Contra esta tese, há, porém, que invocar a primazia do bem do filho sobre as pretensões dos candidatos. De outro modo, o filho seria instrumentalizado como objecto de um direito que se reivindica (não há um “direito ao filho”). E o bem do filho exige, por um lado, que ele seja fruto de uma relação de amor, não de uma afirmação individual. E exige que tenha um pai e uma mãe (cada um deles único e os dois complementares), não só um pai, só uma mãe, dois pais ou duas mães.
           
Quanto à “gestação de substituição”, o parecer reflecte o propósito (louvável) de acautelar uma série ampla de riscos que essa prática tem suscitado nos países onde foi legalizada. Um propósito que, pelo contrário, os proponentes das alterações em discussão parlamentar têm descurado. Mas as soluções indicadas (como outras que poderiam ser alvitradas) serão sempre insatisfatórias e não eliminam esses riscos, que só a efectiva proibição dessa prática elimina. Mesmo com todas essas (ou outras) cautelas, não deixamos de estar perante uma instrumentalização da criança que nasce e da mulher gestante. A esta continuará a ser sempre imposta por contrato a obrigação de abandonar o ser que acolheu dentro de si e com quem partilhou aquela que é talvez a experiência mais íntima, intensa e marcante da vida de uma mulher.
           
Indica o parecer que à mulher gestante deve ser reconhecida a faculdade de mudar de ideias e assumir a maternidade até ao início do parto. E porque não logo a seguir, ou enquanto amamenta (uma questão – a de saber quem amamenta - que o parecer também indica como necessário objecto do contrato)? E, se não o fizer, fica privada do direito de visitar a criança no futuro? E, nesse caso, em que a mulher gestante muda de ideias e assume a maternidade, ficam os pais genéticos privados de qualquer direito, sendo eles pais genéticos?. Quem será, nesse caso, o pai da criança (se é que o tem)?

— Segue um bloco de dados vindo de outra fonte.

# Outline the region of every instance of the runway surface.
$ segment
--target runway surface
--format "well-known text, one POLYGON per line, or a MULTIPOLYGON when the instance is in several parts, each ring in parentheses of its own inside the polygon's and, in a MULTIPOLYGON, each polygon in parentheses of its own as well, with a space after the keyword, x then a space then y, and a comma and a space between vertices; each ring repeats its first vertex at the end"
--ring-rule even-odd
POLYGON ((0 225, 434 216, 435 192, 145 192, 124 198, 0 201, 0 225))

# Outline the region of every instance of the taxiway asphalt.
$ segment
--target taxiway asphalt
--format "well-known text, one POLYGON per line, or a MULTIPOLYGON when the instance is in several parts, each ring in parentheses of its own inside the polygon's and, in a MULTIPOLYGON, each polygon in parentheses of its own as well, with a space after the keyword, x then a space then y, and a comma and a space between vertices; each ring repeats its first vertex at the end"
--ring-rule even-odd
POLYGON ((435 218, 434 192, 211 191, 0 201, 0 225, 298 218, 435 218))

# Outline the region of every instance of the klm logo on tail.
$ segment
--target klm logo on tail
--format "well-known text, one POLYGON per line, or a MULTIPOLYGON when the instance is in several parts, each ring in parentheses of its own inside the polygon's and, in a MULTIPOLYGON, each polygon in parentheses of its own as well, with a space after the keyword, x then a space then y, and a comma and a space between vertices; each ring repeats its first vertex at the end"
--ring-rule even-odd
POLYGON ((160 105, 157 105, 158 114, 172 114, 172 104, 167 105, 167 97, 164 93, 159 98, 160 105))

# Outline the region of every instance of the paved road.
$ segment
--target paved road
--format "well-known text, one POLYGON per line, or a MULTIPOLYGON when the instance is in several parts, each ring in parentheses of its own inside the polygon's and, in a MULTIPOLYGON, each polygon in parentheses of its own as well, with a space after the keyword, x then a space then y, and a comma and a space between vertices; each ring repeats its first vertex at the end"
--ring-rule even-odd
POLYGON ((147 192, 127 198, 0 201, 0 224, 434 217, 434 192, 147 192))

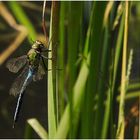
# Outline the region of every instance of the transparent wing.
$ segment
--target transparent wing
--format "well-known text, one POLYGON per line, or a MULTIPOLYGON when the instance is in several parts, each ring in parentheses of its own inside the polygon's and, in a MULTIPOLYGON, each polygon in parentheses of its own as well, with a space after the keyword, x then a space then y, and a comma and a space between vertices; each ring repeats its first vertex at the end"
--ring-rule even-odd
POLYGON ((27 62, 27 55, 23 55, 17 58, 10 59, 6 67, 9 69, 9 71, 17 73, 27 62))
POLYGON ((24 88, 26 88, 26 86, 31 82, 31 79, 26 80, 28 73, 29 73, 29 68, 25 67, 21 72, 21 74, 15 79, 15 82, 12 84, 10 89, 10 95, 17 96, 20 93, 23 86, 24 88), (26 84, 25 84, 25 80, 26 80, 26 84))
POLYGON ((42 65, 39 64, 38 70, 37 70, 37 72, 35 73, 35 75, 33 76, 33 80, 34 80, 34 81, 41 80, 41 79, 43 78, 44 75, 45 75, 45 71, 44 71, 42 65))

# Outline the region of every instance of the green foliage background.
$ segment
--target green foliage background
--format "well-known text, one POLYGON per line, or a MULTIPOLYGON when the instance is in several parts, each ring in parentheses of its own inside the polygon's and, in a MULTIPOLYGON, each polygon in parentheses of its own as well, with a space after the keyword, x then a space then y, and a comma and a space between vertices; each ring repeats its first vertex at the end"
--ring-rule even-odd
MULTIPOLYGON (((139 30, 132 34, 131 31, 138 26, 140 4, 96 1, 52 2, 48 7, 47 4, 46 8, 51 8, 49 57, 54 58, 48 61, 48 69, 52 70, 46 77, 48 127, 45 130, 37 119, 28 119, 25 138, 32 138, 32 130, 40 138, 138 138, 134 130, 138 123, 134 120, 139 114, 129 115, 127 105, 139 105, 139 75, 133 74, 139 30)), ((28 29, 27 37, 38 38, 20 2, 7 2, 7 6, 17 22, 28 29)), ((48 17, 45 16, 47 21, 48 17)))

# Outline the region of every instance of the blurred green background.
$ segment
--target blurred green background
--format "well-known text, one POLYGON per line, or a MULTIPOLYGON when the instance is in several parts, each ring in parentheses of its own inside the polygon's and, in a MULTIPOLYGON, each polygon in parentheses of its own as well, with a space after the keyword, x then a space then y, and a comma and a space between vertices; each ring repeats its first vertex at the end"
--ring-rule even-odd
MULTIPOLYGON (((53 75, 56 78, 52 83, 54 87, 50 87, 46 76, 28 86, 19 120, 13 129, 17 98, 9 95, 9 89, 19 73, 9 72, 6 61, 26 54, 32 40, 43 43, 48 40, 42 29, 43 1, 0 2, 0 138, 42 138, 41 129, 34 132, 27 125, 29 118, 36 118, 49 138, 116 138, 117 131, 121 131, 117 126, 126 3, 53 4, 46 3, 45 25, 47 34, 54 39, 55 67, 62 70, 57 70, 57 76, 53 75), (54 89, 52 98, 47 87, 54 89), (54 114, 50 110, 54 110, 54 114)), ((124 138, 138 138, 140 2, 129 2, 128 10, 127 70, 130 64, 130 74, 122 108, 124 138), (130 50, 133 50, 132 56, 130 50)))

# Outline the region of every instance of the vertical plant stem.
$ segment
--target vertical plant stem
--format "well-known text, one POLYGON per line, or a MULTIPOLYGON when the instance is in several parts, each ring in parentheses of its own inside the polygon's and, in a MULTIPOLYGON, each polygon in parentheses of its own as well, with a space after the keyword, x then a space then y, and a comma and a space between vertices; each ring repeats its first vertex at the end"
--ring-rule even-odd
POLYGON ((124 28, 124 41, 123 41, 123 56, 122 56, 122 75, 121 75, 121 97, 119 105, 119 118, 118 118, 118 130, 117 138, 124 138, 124 105, 125 105, 125 93, 126 93, 126 62, 127 62, 127 36, 128 36, 128 5, 129 2, 125 2, 125 28, 124 28))
POLYGON ((59 22, 59 38, 60 38, 60 47, 58 50, 58 65, 63 69, 62 72, 59 73, 59 112, 60 117, 64 111, 64 49, 65 49, 65 16, 66 16, 66 2, 61 1, 60 5, 60 22, 59 22))
POLYGON ((57 124, 57 95, 56 95, 56 58, 58 42, 58 27, 59 27, 59 2, 52 2, 51 7, 51 21, 50 21, 50 48, 52 53, 49 53, 49 58, 53 58, 48 62, 48 125, 49 125, 49 138, 53 138, 56 133, 57 124))

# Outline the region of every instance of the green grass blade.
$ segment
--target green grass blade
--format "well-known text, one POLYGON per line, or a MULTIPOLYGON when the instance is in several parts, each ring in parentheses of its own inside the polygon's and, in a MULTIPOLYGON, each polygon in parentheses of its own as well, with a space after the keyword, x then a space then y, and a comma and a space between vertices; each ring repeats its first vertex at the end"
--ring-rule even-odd
POLYGON ((87 93, 85 100, 85 138, 94 138, 96 128, 94 126, 93 108, 95 105, 95 96, 97 92, 98 72, 99 72, 99 58, 101 51, 101 33, 103 27, 104 12, 106 2, 94 2, 94 14, 91 30, 91 60, 89 66, 89 78, 87 84, 87 93))
MULTIPOLYGON (((89 60, 89 58, 88 58, 89 60)), ((87 60, 87 61, 88 61, 87 60)), ((85 94, 83 92, 85 85, 86 85, 86 81, 87 81, 87 77, 88 77, 88 67, 87 67, 87 63, 83 63, 80 73, 78 75, 76 84, 74 86, 74 99, 73 99, 73 103, 74 103, 74 116, 76 117, 79 113, 79 109, 80 109, 80 105, 81 105, 81 101, 82 101, 82 97, 84 96, 83 94, 85 94), (79 90, 80 89, 80 90, 79 90)), ((70 104, 67 105, 65 112, 62 116, 62 119, 60 121, 60 124, 58 126, 56 135, 54 138, 61 138, 64 139, 67 137, 68 132, 70 129, 70 104)))
POLYGON ((49 49, 52 52, 49 53, 49 58, 54 58, 48 62, 48 127, 49 138, 53 138, 56 133, 56 125, 58 118, 58 98, 56 95, 56 43, 58 43, 58 22, 59 21, 59 3, 52 2, 51 19, 50 19, 50 46, 49 49), (54 48, 55 47, 55 48, 54 48))
POLYGON ((36 30, 22 7, 16 1, 9 1, 8 4, 19 23, 28 29, 29 39, 35 40, 37 36, 36 30))
POLYGON ((127 54, 127 36, 128 36, 128 7, 129 2, 125 3, 125 28, 124 28, 124 40, 123 40, 123 56, 122 56, 122 75, 121 75, 121 96, 119 104, 119 118, 117 138, 124 138, 125 122, 124 122, 124 105, 126 94, 126 54, 127 54))
POLYGON ((43 126, 36 119, 27 120, 28 124, 34 129, 34 131, 38 134, 38 136, 42 139, 47 139, 48 134, 43 126))

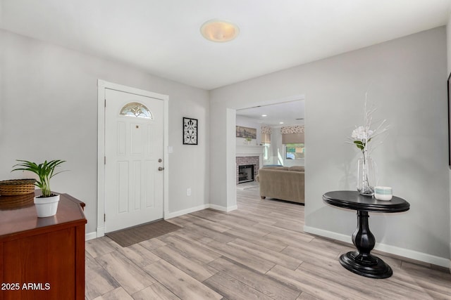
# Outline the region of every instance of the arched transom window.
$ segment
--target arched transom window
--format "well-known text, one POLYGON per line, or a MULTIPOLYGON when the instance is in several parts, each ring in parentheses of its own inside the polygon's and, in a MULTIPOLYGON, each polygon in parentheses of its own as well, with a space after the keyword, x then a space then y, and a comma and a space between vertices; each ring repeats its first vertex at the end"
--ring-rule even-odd
POLYGON ((137 102, 131 102, 125 104, 121 110, 119 115, 138 118, 154 119, 150 110, 144 104, 137 102))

Mudando de ideias, a mulher fica obrigado a indemnizar os pais genéticos (qual o sentido da sua vinculação)?
           
Indica, por outro lado, o parecer que a mãe gestante deve ser saudável e o contrato deve conter disposições para o caso de malformação ou doença fetal. Mas em que sentido devem ser essas disposições (obrigação de abortar, possibilidade de o casal beneficiário se desvincular e abandonar a criança)? Se a mãe gestante não for, afinal, saudável, ou vier a revelar-se uma sua doença durante a gravidez, que responsabilidade tem perante o casal beneficiário? Este pode, por isso, desvincular-se e abandonar a criança?
           
Pretende o parecer que seja garantida a avaliação da motivação altruísta da mãe gestante e a impossibilidade de subordinação económica desta em relação ao casal beneficiário. Mas a realidade é o que é e o direito não pode ilusoriamente pretender modificá-la: só o desespero de graves carências económicas leva mulheres a sujeitar-se a tão traumatizante experiência (é assim na Índia e em muitos países). De forma oculta ou indirecta, as contrapartidas económicas hão-de verificar-se. E as pressões que tal situação de carência suscita tornam vãs quaisquer cautelas e garantias jurídicas. Com tais pressões, a mulher gestante pode acabar, na prática, por sujeitar-se àquilo que o parecer pretende afastar (como a imposição de regras de conduta durante a gravidez pelo casal beneficiário).
           
Talvez só a ligação familiar entre a mãe gestante e o casal beneficiário possa garantir a motivação altruísta daquela. Mas os problemas que essa ligação acarreta (porque muito mais difícil será que a mãe gestante se desligue da criança e mais fácil e mais complexa a possível “concorrência” entre as duas “mães”) tornam-na desaconselhável a vários títulos.
            
Todos estes riscos são inelimináveis se a prática não for proibida. Nenhuma das possíveis alternativas para as situações indicadas é isenta de malefícios e quase todas têm uma faceta chocante. É assim porque na “maternidade de substituição” (“barriga de aluguer”, “gestação de substituição” –chame-se o que se quiser), com todas as possíveis regulações jurídicas, a criança nunca deixa de ser tratada como um objecto de um contrato (uma mercadoria) e a gestação como uma qualquer prestação de serviços (como se a mulher gestante fosse uma máquina incubadora).